“Toco não importa com quem, desde que tenha talento.” Aos 85 anos, Stéphane Grappelli (1908-1997), um “monstro” do jazz europeu e mundial, podia fazer esta e outras afirmações ao recordar o seu percurso, ele que tinha começado com Django Reinhardt e depois tocado com outros nomes grandes, como Josephine Baker e Louis Armstrong, Oscar Peterson e McCoy Tyner, Martin Taylor e Jean-Luc Ponty, Philippe Catherine e Michel Petrucciani. E com outros clássicos, de outras músicas, como Yehudi Menuhin, Leonard Bernstein, Michel Legrand ou Yo-Yo Ma…
Em Novembro de 1993, Grappelli veio apresentar-se no Porto pela primeira vez, embora já tivesse tocado em Lisboa por diversas ocasiões, inclusivamente antes da Segunda Guerra Mundial. A sua actuação anterior em Portugal acontecera em 1988, no Festival de Jazz de Cascais. Mas, no Porto, o seu concerto da noite de 23 de Novembro seria uma estreia.
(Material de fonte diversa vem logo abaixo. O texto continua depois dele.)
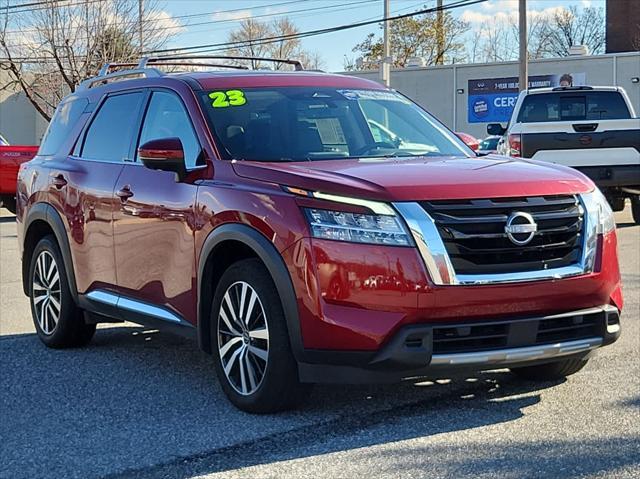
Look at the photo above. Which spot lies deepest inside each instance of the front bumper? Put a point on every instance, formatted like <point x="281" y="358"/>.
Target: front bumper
<point x="434" y="350"/>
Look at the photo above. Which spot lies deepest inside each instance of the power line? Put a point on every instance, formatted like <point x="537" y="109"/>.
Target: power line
<point x="335" y="8"/>
<point x="212" y="47"/>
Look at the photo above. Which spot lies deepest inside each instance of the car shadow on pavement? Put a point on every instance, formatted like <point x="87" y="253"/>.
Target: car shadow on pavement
<point x="142" y="403"/>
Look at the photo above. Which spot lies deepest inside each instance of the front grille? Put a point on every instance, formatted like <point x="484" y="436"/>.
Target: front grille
<point x="473" y="232"/>
<point x="468" y="338"/>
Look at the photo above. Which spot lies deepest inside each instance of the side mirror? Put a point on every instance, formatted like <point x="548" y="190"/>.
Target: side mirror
<point x="164" y="154"/>
<point x="496" y="129"/>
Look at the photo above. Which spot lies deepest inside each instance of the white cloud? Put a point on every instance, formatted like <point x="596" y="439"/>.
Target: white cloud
<point x="475" y="17"/>
<point x="500" y="5"/>
<point x="164" y="20"/>
<point x="237" y="15"/>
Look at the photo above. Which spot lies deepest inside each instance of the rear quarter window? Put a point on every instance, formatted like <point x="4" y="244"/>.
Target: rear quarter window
<point x="61" y="124"/>
<point x="573" y="106"/>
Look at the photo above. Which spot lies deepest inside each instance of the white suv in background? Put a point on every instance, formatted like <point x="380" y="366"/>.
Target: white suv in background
<point x="592" y="129"/>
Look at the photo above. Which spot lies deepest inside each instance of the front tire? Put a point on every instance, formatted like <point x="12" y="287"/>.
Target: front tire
<point x="58" y="321"/>
<point x="551" y="371"/>
<point x="635" y="208"/>
<point x="250" y="341"/>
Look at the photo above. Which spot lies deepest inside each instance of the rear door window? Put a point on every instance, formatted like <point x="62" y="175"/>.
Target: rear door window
<point x="110" y="134"/>
<point x="61" y="124"/>
<point x="573" y="106"/>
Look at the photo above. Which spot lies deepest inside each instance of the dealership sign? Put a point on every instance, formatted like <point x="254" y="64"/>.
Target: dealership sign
<point x="493" y="99"/>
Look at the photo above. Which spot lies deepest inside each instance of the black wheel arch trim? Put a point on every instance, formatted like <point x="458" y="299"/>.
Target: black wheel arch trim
<point x="47" y="213"/>
<point x="271" y="258"/>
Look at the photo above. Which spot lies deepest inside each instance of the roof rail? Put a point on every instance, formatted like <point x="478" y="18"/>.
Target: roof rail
<point x="105" y="78"/>
<point x="143" y="68"/>
<point x="155" y="60"/>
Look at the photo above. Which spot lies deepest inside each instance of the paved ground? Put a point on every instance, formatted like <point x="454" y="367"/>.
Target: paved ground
<point x="145" y="404"/>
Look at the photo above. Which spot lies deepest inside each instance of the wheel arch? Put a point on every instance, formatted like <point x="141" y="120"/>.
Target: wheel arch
<point x="253" y="244"/>
<point x="42" y="220"/>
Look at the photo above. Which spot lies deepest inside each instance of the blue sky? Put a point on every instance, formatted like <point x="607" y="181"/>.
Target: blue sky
<point x="321" y="14"/>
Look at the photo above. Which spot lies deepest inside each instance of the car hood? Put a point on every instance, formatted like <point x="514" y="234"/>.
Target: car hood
<point x="422" y="178"/>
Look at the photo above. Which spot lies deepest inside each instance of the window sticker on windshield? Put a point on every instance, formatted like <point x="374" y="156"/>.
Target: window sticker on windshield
<point x="223" y="99"/>
<point x="373" y="95"/>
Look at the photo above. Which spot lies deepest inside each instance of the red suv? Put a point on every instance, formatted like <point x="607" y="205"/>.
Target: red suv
<point x="308" y="227"/>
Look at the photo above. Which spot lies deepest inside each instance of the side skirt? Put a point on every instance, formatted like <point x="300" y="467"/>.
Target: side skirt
<point x="113" y="305"/>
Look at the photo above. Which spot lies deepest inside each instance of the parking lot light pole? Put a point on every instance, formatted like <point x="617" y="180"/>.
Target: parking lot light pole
<point x="522" y="27"/>
<point x="386" y="54"/>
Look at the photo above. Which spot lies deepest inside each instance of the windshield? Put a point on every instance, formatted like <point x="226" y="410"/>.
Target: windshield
<point x="308" y="123"/>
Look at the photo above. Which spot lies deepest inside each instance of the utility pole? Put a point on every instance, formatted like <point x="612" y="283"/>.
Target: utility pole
<point x="522" y="26"/>
<point x="386" y="60"/>
<point x="440" y="34"/>
<point x="140" y="39"/>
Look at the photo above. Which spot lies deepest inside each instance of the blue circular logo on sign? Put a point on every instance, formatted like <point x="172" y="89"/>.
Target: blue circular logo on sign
<point x="480" y="108"/>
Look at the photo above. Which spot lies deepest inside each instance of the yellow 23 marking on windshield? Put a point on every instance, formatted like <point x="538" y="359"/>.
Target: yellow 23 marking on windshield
<point x="223" y="99"/>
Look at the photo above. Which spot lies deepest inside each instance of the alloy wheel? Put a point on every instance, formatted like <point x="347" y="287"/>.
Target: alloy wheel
<point x="47" y="296"/>
<point x="243" y="338"/>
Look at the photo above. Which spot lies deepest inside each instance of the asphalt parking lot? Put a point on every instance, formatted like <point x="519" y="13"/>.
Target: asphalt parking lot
<point x="146" y="404"/>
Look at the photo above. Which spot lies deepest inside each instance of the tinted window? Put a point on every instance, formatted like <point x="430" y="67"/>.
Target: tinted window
<point x="573" y="106"/>
<point x="109" y="136"/>
<point x="61" y="124"/>
<point x="317" y="123"/>
<point x="166" y="117"/>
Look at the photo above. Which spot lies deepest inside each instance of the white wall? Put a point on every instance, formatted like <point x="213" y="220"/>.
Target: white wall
<point x="435" y="87"/>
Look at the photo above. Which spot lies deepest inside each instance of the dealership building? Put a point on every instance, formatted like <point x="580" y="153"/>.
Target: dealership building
<point x="464" y="97"/>
<point x="468" y="96"/>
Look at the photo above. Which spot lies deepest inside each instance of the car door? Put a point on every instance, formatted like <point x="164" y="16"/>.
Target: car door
<point x="154" y="221"/>
<point x="87" y="182"/>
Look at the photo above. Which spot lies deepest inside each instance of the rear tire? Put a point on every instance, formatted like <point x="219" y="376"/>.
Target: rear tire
<point x="635" y="208"/>
<point x="9" y="202"/>
<point x="250" y="342"/>
<point x="551" y="371"/>
<point x="58" y="321"/>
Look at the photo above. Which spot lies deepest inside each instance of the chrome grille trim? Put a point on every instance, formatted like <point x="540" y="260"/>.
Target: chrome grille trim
<point x="438" y="263"/>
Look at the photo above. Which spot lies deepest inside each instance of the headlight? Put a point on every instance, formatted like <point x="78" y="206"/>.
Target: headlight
<point x="599" y="220"/>
<point x="357" y="228"/>
<point x="599" y="212"/>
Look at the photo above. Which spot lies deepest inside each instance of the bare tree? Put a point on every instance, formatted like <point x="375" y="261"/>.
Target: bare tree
<point x="252" y="31"/>
<point x="569" y="27"/>
<point x="249" y="32"/>
<point x="49" y="49"/>
<point x="413" y="37"/>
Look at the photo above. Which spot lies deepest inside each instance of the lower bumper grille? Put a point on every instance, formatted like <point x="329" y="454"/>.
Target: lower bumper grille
<point x="495" y="335"/>
<point x="475" y="237"/>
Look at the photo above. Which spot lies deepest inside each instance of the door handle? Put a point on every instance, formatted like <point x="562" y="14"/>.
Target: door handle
<point x="59" y="181"/>
<point x="124" y="193"/>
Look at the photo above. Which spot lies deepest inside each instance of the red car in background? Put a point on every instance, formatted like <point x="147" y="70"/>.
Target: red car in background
<point x="11" y="157"/>
<point x="471" y="141"/>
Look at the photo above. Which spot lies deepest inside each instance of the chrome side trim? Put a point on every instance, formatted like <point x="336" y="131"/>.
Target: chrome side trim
<point x="104" y="297"/>
<point x="430" y="244"/>
<point x="124" y="303"/>
<point x="438" y="264"/>
<point x="516" y="355"/>
<point x="127" y="304"/>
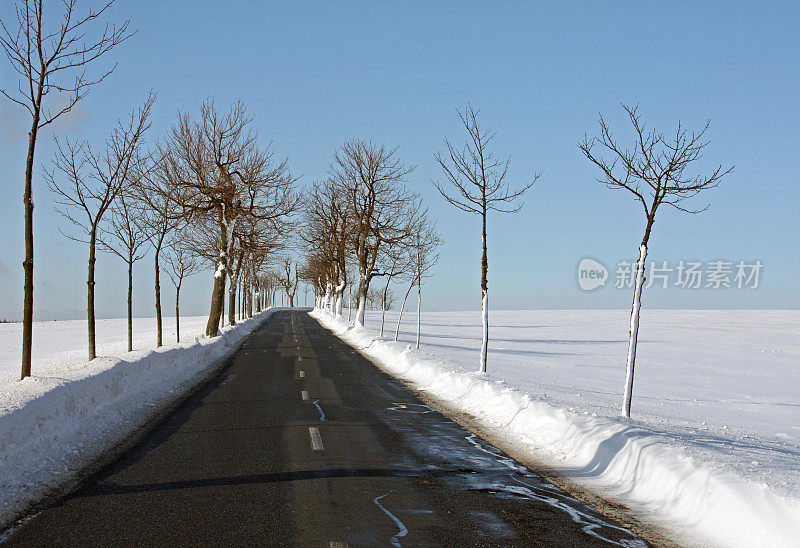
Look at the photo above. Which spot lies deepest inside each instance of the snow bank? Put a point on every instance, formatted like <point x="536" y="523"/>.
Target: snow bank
<point x="52" y="427"/>
<point x="640" y="466"/>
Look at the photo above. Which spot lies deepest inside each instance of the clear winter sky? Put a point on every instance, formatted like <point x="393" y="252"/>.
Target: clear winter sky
<point x="316" y="74"/>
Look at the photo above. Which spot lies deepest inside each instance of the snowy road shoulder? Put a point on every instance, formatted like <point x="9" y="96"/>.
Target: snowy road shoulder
<point x="52" y="427"/>
<point x="636" y="465"/>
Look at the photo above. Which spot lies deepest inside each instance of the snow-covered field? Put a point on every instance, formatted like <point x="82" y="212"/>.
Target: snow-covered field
<point x="57" y="421"/>
<point x="59" y="346"/>
<point x="713" y="449"/>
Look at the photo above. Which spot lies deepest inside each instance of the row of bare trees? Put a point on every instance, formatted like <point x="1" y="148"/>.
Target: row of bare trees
<point x="363" y="223"/>
<point x="208" y="193"/>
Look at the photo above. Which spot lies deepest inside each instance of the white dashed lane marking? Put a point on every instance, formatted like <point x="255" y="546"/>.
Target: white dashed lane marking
<point x="316" y="439"/>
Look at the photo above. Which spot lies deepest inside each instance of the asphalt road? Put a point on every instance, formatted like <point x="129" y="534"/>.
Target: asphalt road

E logo no belo palco do Teatro São João, transformado, no ano anterior, em Teatro Nacional.
Também para o jornal Público, nascido apenas três anos antes, era a primeira vez que podia noticiar a visita e a actuação do grande mestre do violino no jazz. Jornalista da secção de Cultura na redacção portuense do novo diário, foi-me confiada a “missão” de não só fazer a reportagem do concerto, mas também de entrevistar Grappelli.
O violinista francês vinha encerrar o ciclo Saudade e Melancolia, uma semana cultural promovida pelo Instituto Francês do Porto. Era mais um momento de excepção que este instituto, pela mão do seu programador, Bernard Despomadères, promovia na apagada cena cultural portuense desses anos 90, e que reuniu na cidade figuras como Agustina Bessa-Luís e Eduardo Lourenço, mas também o filósofo e psicanalista francês de origem marroquina Daniel Sibony.
Nesse Outono de 1993, o próprio Teatro Nacional São João passava por momentos de alguma controvérsia. Depois de seis meses a acolher a revista de Filipe La Féria Passa por Mim no Rossio, o Teatro Nacional portuense convidara a actriz brasileira Christiane Torloni e o encenador José Possi Neto para a produção de um espectáculo, 10 Elevado a Menos 43 – Extasis, cujo custo, próximo dos 30 mil contos (150 mil euros, hoje), foi visto pelo meio teatral como uma afronta, considerando as condições de trabalho que eram dadas às companhias portuguesas. Uma polémica que chegaria, de resto, à própria Assembleia da República, com o deputado Mário Tomé, da UDP, a questionar o então secretário de Estado da Cultura, Pedro Santana Lopes, sobre o tema.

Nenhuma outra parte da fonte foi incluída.